Clearly, despite remote working, company owners are still not doing enough to avoid data breaches. Thus, they are leaving their customers open to having their data stolen, and their lives turned upside down.

There’s no doubt that technological advancements are moving far faster than we can handle. Alongside these advancements, hackers and scammers are exploiting company’s inabilities to keep up with these changes. This leaves many companies open to data breaches through theft of sensitive data.

That said, complicated cyber technology and encryption aren’t always to blame for data leaks. The truth is, human error is the cause of 95 per cent of data breaches, and the evidence shows that this problem is growing as a result of remote working during the COVID-19 pandemic.

Human error data breaches can occur in a number of ways. Some examples include: home worker’s laptops being left unlocked for household members to see; documents being left where they shouldn’t be, for example client houses or offices, or public transport; careless email practice; and home workers throwing sensitive documents in their home bins for anyone to see.

These may seem like very innocuous examples, but the reality is that mishaps like these can have drastic consequences.

Now that we know the main cause of data breaches, the real question is why should pension companies invest time and money into avoiding them? The truth is, it is likely to cost your company even more time and money in the long run through Information Commissioner’s Office (ICO) fines, extensive lawsuit costs, destruction of brand image and reduction in customer loyalty

The statistics and information above clearly show that some of the most basic steps are being ignored by company owners, which is putting them at major risk of a data breach. The truth is, these breaches are completely and utterly avoidable with the correct training and processes in place.

Some training ideas include: training employees on the consequences of a data breach so they understand the gravity of it all; emphasising the importance of protecting client data from the get-go; how to handle data, both inside and outside the office and home; and proper email sending procedure, which should include checking and double-checking email contents, recipients and attachments before sending.

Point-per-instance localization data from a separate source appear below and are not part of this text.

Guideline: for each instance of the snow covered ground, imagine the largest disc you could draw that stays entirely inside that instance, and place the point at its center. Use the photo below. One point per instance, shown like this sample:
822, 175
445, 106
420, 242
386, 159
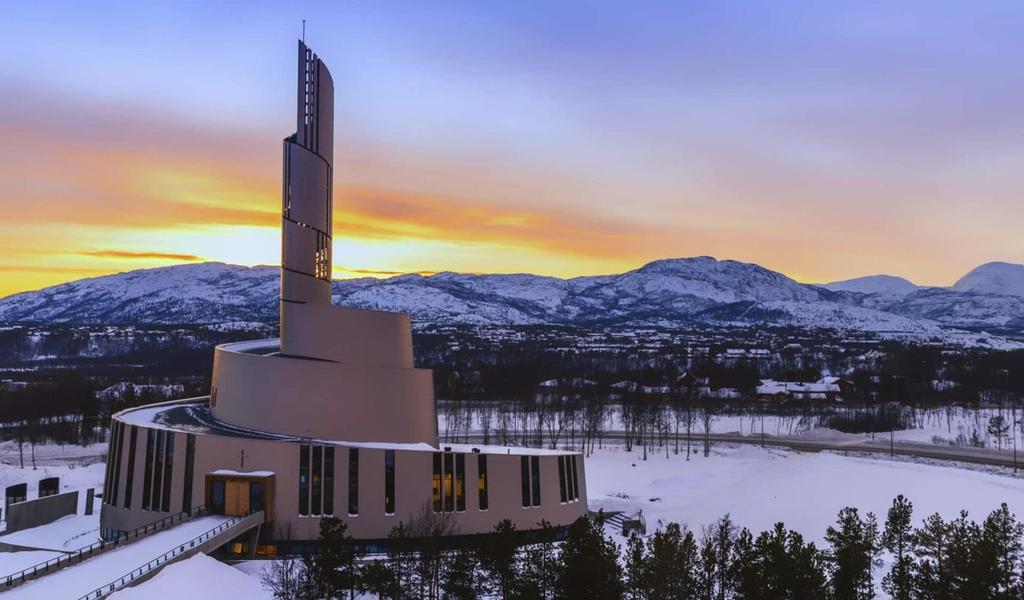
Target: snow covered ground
192, 579
759, 487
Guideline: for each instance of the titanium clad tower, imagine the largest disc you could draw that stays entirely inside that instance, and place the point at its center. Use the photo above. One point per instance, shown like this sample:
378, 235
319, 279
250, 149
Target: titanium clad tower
305, 276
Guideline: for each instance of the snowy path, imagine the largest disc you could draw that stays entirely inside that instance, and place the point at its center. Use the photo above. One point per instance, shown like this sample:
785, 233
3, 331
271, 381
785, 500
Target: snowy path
77, 581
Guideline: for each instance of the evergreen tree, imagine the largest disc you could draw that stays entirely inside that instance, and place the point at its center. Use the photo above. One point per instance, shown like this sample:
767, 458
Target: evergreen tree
930, 544
539, 567
460, 575
898, 540
716, 552
636, 587
1000, 548
853, 551
332, 569
778, 565
589, 568
671, 568
499, 557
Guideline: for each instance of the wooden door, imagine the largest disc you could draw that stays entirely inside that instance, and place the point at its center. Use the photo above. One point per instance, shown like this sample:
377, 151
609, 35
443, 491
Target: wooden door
237, 501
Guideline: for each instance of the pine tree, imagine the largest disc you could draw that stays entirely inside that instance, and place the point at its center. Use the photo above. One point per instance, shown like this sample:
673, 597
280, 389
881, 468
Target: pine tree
460, 579
716, 552
898, 540
499, 557
589, 567
853, 548
930, 548
671, 568
332, 569
636, 587
1001, 549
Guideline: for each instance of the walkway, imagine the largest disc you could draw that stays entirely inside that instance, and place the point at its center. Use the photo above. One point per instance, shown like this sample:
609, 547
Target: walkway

Further training on how and why to set up secure passwords; recognising malicious scam attempts via email, text, invoices, and in person; not using work devices for personal use; how and when to use the anti-malware systems, secure networks, and other complicated cyber software and encryptions; where to save documents; training on the importance of updating any apps and devices when prompted; and what to do if cyber security measures fail can also help.

As you can see, there are a huge number of ways that pension companies can avoid a data breach caused by human error. The question is, are you willing to invest the time and money into the business now to avoid the consequences later?